NEVSEHIR
The road to Nevsehir and Cappadocia passes through Hacibektas, the town where Haci Bektas Veli settled and established his Bektas Sufi order in the 14th century. The dervishes who followed the sect’s tenets of love and humanism were housed in the monastery which includes a mausoleum and mosque. The complex is now a museum open to the public.

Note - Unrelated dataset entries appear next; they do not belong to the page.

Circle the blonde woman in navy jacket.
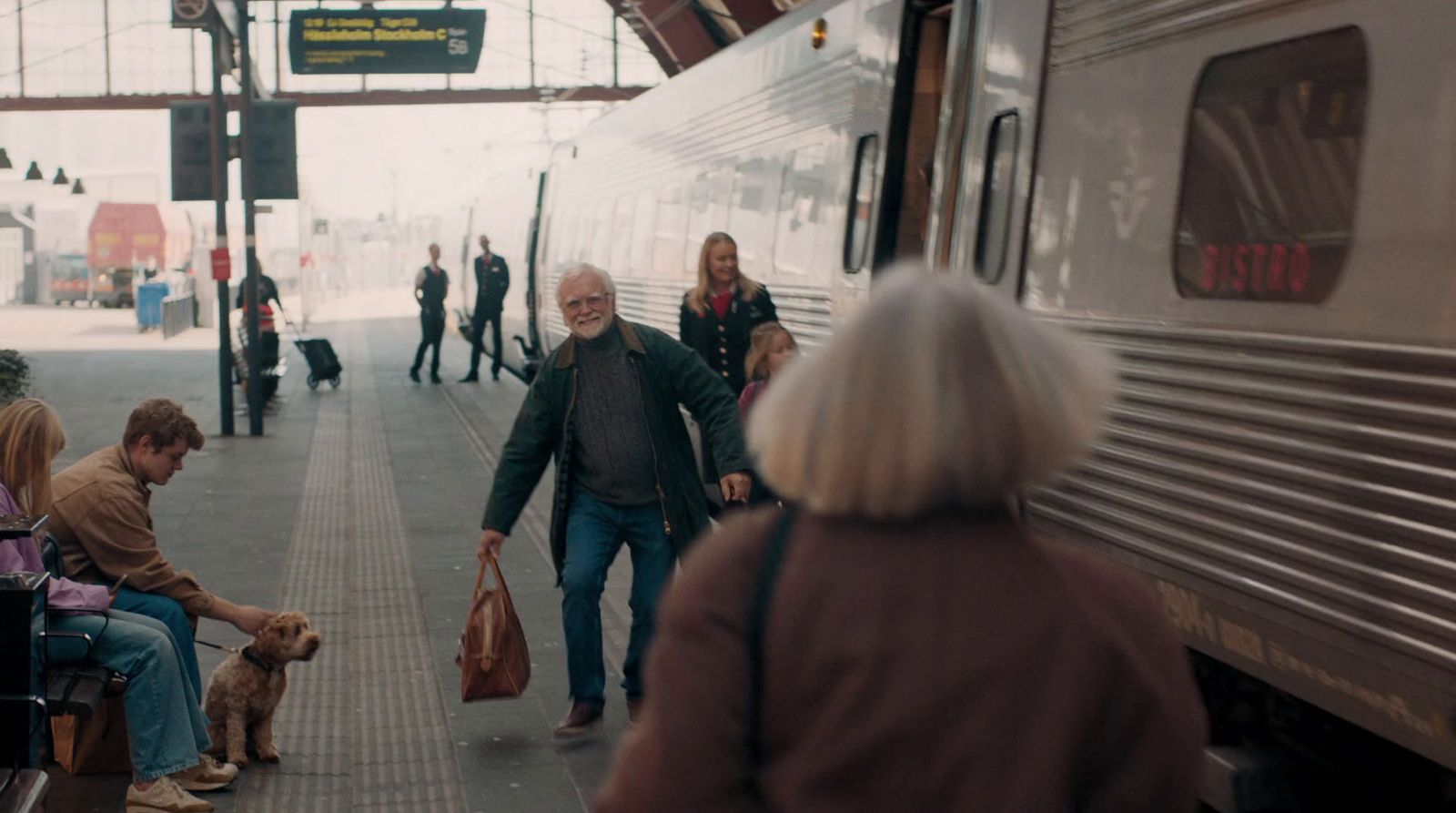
[677,231,779,398]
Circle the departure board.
[288,7,485,75]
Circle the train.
[491,0,1456,810]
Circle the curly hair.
[121,398,202,449]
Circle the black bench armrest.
[0,769,51,813]
[46,666,112,720]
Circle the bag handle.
[473,554,505,596]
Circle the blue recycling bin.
[136,282,170,330]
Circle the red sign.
[213,249,233,282]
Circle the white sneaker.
[172,753,238,793]
[126,777,213,813]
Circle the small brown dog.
[202,612,318,767]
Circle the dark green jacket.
[480,316,748,583]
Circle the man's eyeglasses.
[561,294,612,313]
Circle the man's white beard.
[571,313,613,340]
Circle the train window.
[1174,27,1369,303]
[631,189,657,274]
[607,194,636,274]
[844,133,879,271]
[587,198,614,268]
[682,169,733,274]
[728,158,781,279]
[976,111,1021,282]
[774,144,837,274]
[652,182,687,275]
[551,206,580,262]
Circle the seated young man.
[49,398,274,696]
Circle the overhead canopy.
[607,0,803,76]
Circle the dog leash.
[192,638,282,675]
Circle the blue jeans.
[111,587,202,696]
[51,609,211,782]
[561,487,675,706]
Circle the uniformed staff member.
[410,243,450,383]
[460,235,511,383]
[677,231,779,483]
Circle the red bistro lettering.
[1198,242,1313,294]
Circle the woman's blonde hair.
[748,269,1116,519]
[0,398,66,514]
[743,322,799,381]
[687,231,763,316]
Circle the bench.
[41,534,126,720]
[0,516,116,775]
[233,325,288,401]
[0,767,51,813]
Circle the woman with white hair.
[599,272,1204,813]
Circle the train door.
[926,0,1050,297]
[874,0,954,268]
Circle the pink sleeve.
[46,578,111,612]
[0,485,111,612]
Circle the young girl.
[0,398,238,813]
[738,322,799,420]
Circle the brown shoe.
[126,777,213,813]
[556,702,602,738]
[172,753,238,793]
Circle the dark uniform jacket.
[594,513,1206,813]
[475,253,511,316]
[415,265,450,313]
[677,287,779,395]
[480,316,748,583]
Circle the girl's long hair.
[0,398,66,514]
[687,231,763,316]
[743,322,799,381]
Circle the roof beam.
[0,85,651,112]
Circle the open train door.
[925,0,1050,299]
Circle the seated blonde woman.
[597,271,1204,813]
[0,398,238,813]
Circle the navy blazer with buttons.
[677,287,779,395]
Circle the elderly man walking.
[479,265,750,737]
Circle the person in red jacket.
[738,322,799,422]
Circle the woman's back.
[602,512,1204,813]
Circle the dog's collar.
[238,647,282,673]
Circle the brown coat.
[46,444,214,618]
[597,513,1206,813]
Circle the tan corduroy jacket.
[48,444,216,616]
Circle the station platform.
[10,294,631,813]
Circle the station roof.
[620,0,804,76]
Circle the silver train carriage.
[503,0,1456,798]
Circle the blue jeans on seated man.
[561,487,675,706]
[48,612,211,782]
[111,587,202,696]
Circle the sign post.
[209,7,233,437]
[213,246,233,282]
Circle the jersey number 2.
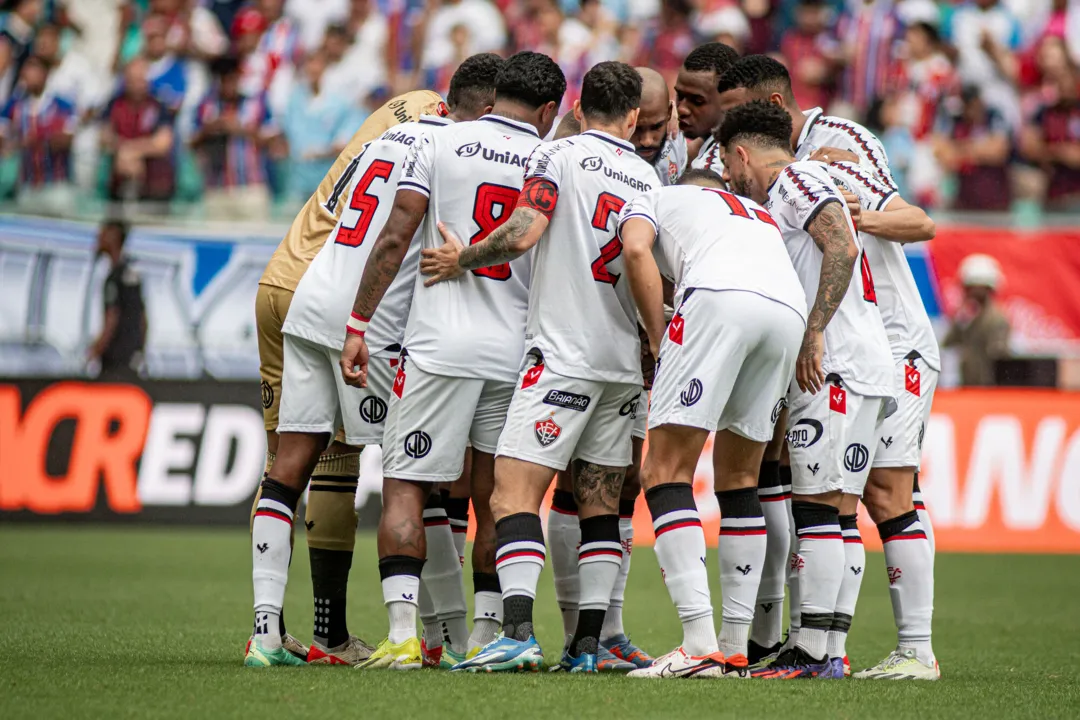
[335,160,394,247]
[469,182,521,280]
[593,192,626,287]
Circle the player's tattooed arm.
[572,460,626,515]
[352,190,428,317]
[795,201,859,393]
[619,216,665,357]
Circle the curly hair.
[446,53,505,113]
[495,51,566,108]
[716,55,794,99]
[683,42,739,76]
[581,60,642,121]
[716,100,792,152]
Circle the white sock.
[420,495,469,653]
[252,487,299,650]
[828,515,866,657]
[600,505,634,640]
[645,483,717,656]
[716,488,767,656]
[878,513,934,664]
[912,479,937,555]
[469,587,502,650]
[750,463,792,648]
[548,490,581,637]
[379,558,420,643]
[792,502,845,658]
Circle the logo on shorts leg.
[772,397,787,425]
[843,443,870,473]
[360,395,387,425]
[405,430,431,460]
[678,378,702,407]
[787,418,825,448]
[904,365,922,397]
[532,418,563,448]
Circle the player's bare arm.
[859,195,937,243]
[420,178,558,287]
[795,202,859,394]
[619,217,664,357]
[340,190,428,388]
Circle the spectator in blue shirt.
[284,51,366,199]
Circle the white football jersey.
[690,135,724,177]
[766,162,895,397]
[652,133,687,185]
[795,108,896,190]
[828,163,942,371]
[282,116,450,354]
[619,185,807,322]
[400,114,540,382]
[526,131,657,384]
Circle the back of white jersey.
[619,185,807,322]
[526,131,657,383]
[652,133,687,185]
[401,116,540,382]
[828,163,941,370]
[766,162,895,397]
[795,108,896,190]
[690,135,724,177]
[282,116,450,352]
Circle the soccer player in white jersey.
[619,171,807,678]
[828,162,941,680]
[340,53,566,667]
[420,63,657,673]
[718,100,895,679]
[245,56,501,666]
[675,42,739,175]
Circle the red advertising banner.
[928,227,1080,352]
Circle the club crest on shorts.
[771,397,787,425]
[678,378,703,407]
[904,365,922,397]
[360,395,387,425]
[532,417,563,448]
[667,314,686,345]
[843,443,870,473]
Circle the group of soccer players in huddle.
[245,43,940,680]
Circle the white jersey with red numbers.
[690,135,724,177]
[795,108,896,190]
[619,185,807,322]
[400,114,540,382]
[766,162,895,398]
[828,163,942,371]
[282,116,450,353]
[652,133,687,185]
[526,131,657,385]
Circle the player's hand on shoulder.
[795,328,825,395]
[420,222,464,287]
[340,332,368,388]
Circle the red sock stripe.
[653,519,701,538]
[255,507,293,525]
[495,551,546,565]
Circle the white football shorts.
[649,289,806,443]
[873,358,939,470]
[496,353,648,470]
[787,376,885,497]
[382,352,514,483]
[278,334,397,447]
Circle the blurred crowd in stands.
[0,0,1080,219]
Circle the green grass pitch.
[0,526,1080,720]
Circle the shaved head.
[630,68,672,163]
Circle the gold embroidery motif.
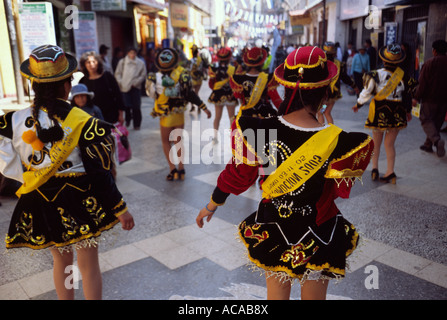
[5,212,45,245]
[84,119,106,140]
[281,240,318,268]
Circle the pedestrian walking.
[351,47,371,91]
[352,44,411,184]
[196,46,373,299]
[190,45,209,113]
[413,40,447,157]
[230,47,282,119]
[365,39,377,70]
[71,83,104,120]
[146,48,211,181]
[0,45,134,299]
[208,47,237,142]
[79,51,124,124]
[115,48,147,130]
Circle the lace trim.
[278,116,329,132]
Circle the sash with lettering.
[154,66,184,115]
[368,67,404,122]
[240,72,268,111]
[262,124,342,199]
[16,107,91,197]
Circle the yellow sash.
[154,66,184,114]
[213,65,236,90]
[262,125,342,199]
[16,107,91,197]
[240,72,269,110]
[368,67,404,122]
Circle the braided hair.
[32,78,70,143]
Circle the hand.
[196,203,217,228]
[118,211,135,230]
[118,110,124,125]
[411,99,418,107]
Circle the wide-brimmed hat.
[379,43,405,64]
[242,47,267,67]
[71,83,95,99]
[323,41,337,54]
[217,47,231,61]
[155,48,178,71]
[20,44,78,83]
[274,46,339,90]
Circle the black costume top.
[0,100,127,249]
[211,116,373,281]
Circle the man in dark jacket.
[413,40,447,157]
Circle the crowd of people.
[0,40,447,299]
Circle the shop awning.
[130,0,167,12]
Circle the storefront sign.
[19,2,57,58]
[90,0,126,11]
[385,22,397,45]
[340,0,369,21]
[171,3,189,28]
[73,11,98,59]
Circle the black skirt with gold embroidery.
[6,175,125,249]
[0,100,127,250]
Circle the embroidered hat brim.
[20,45,78,83]
[379,46,405,64]
[242,48,267,67]
[155,48,179,71]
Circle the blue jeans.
[123,87,142,128]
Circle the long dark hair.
[32,78,71,143]
[79,51,104,76]
[278,86,328,115]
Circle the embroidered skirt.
[239,212,359,283]
[365,100,407,130]
[208,84,237,105]
[5,175,119,251]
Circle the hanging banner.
[73,11,98,60]
[171,2,189,28]
[19,2,57,58]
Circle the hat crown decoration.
[155,48,178,71]
[275,46,339,90]
[243,47,267,67]
[379,43,405,64]
[217,48,231,60]
[20,44,78,82]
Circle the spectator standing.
[115,48,146,130]
[351,48,371,91]
[79,51,124,124]
[365,39,377,70]
[413,40,447,157]
[99,44,113,73]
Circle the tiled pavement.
[0,85,447,300]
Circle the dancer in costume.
[196,46,373,299]
[352,44,413,184]
[0,45,134,299]
[146,48,211,181]
[190,45,209,113]
[230,47,282,118]
[317,42,360,123]
[208,48,237,142]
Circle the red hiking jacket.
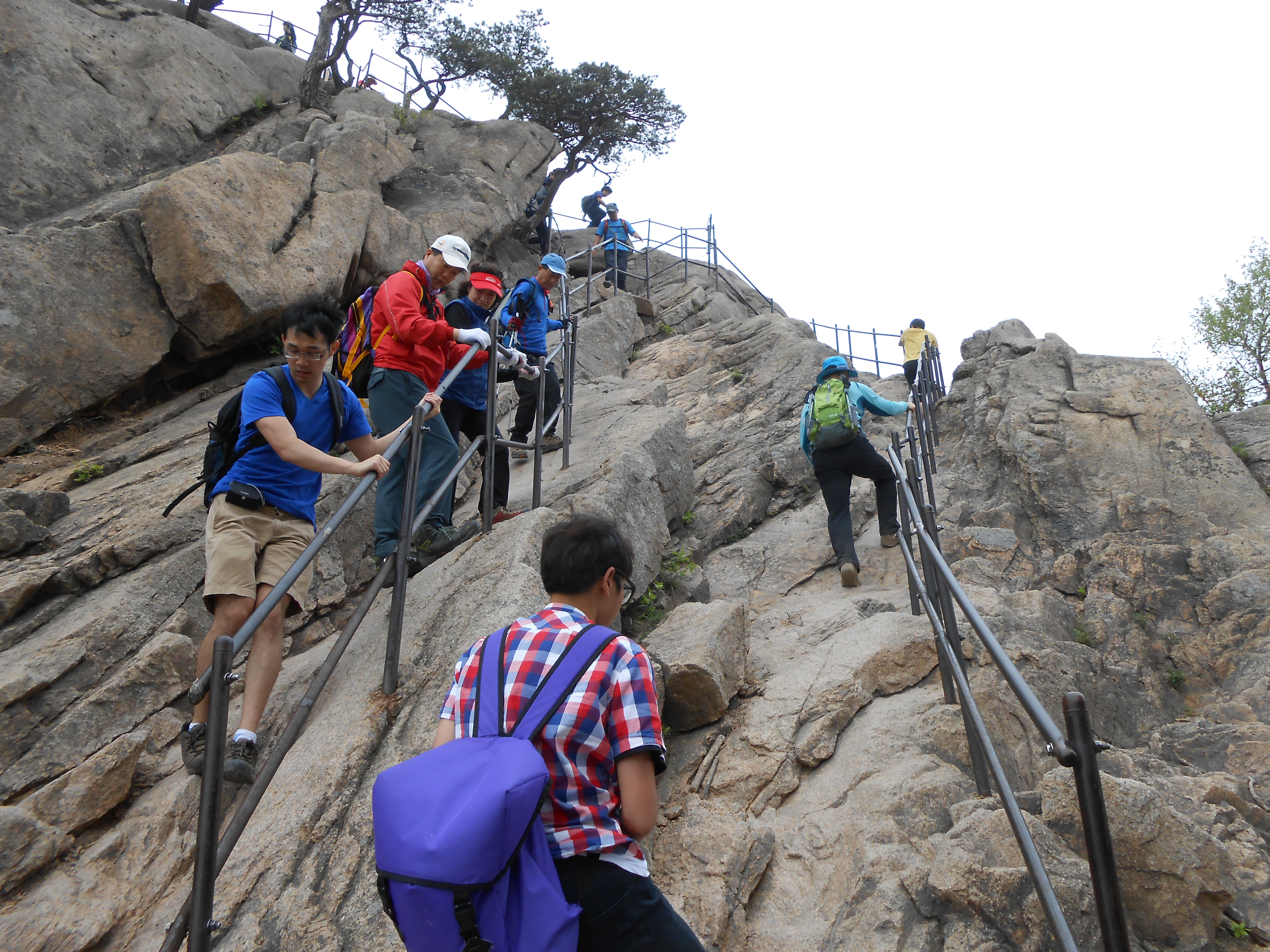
[371,261,489,390]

Onyx, plentiful in the region, was used by the disciples of this order and has come to be called Hacibektas stone. In town there are many onyx souvenirs for sale. It is worth stopping to wander through the interesting Archaeological and Ethnographical Museum. Nevsehir, a provincial capital, is the gateway to Cappadocia. In the town itself the hilltop Seljuk castle, perched on the highest point in the city, and the Kursunlu Mosque, built for the Grand Vizier Damat Ibrahim Pasha, are among the remaining historical buildings. The mosque forms part of a complex of buildings which includes a medrese, a hospice and a library. An ablution fountain in the courtyard still bears its original inscription. The Nevsehir Museum displays local artifacts. Violent eruptions of the volcanoes Mt. Erciyes (391 6 meters) and Mt. Hasan (3268 meters) three million years ago covered the plateau surrounding Nevsehir with tufa, a soft stone comprised of lava, ash and mud. The wind and rain have eroded this brittle rock and created a spectacular surrealist landscape of rock cones, capped pinnacles and fretted.